The meeting also reviewed and analysed "a series of drawbacks in the military and political activities" and discussed ways for "drastic improvement", according to KCNA.


Rumours swirled for weeks about Mr Kim's health after he failed to appear at the April 15 celebrations for the birthday of his grandfather, the North's founder - the most important day in the country's political calendar.

His disappearance triggered a series of unconfirmed reports and fevered speculation until he reappeared at a factory opening in May.

News of the nuclear discussions came after a report Friday in The Washington Post said that the Trump administration had discussed holding the first US nuclear test since 1992 as a potential warning to Russia and China.

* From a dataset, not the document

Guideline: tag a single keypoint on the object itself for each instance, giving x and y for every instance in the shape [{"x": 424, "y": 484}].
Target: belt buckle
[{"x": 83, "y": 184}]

Mr Daryl Kimball, executive director of the US-based Arms Control Association, told the paper that such a decision would likely "disrupt" negotiations with Mr Kim, "who may no longer feel compelled to honour his moratorium on nuclear testing".

Negotiations between Pyongyang and Washington over the North's nuclear arsenal remain at a standstill despite three high-profile meetings between Mr Kim and US President Donald Trump.

Pyongyang has carried out a series of weapons tests in recent months - often describing them as multiple launch rocket systems, although Japan and the US have called them ballistic missiles.

The North is subject to multiple UN Security Council sanctions over its banned weapons programmes.

The Chinese government's top diplomat, Mr Wang Yi, expressed hope that the United States and North Korea could resume meaningful dialogue as soon as possible.

"We hope that all parties, including the United States, would seriously consider it, and not squander away the hard-earned results of (previous) engagement," Mr Wang told a media briefing in Beijing.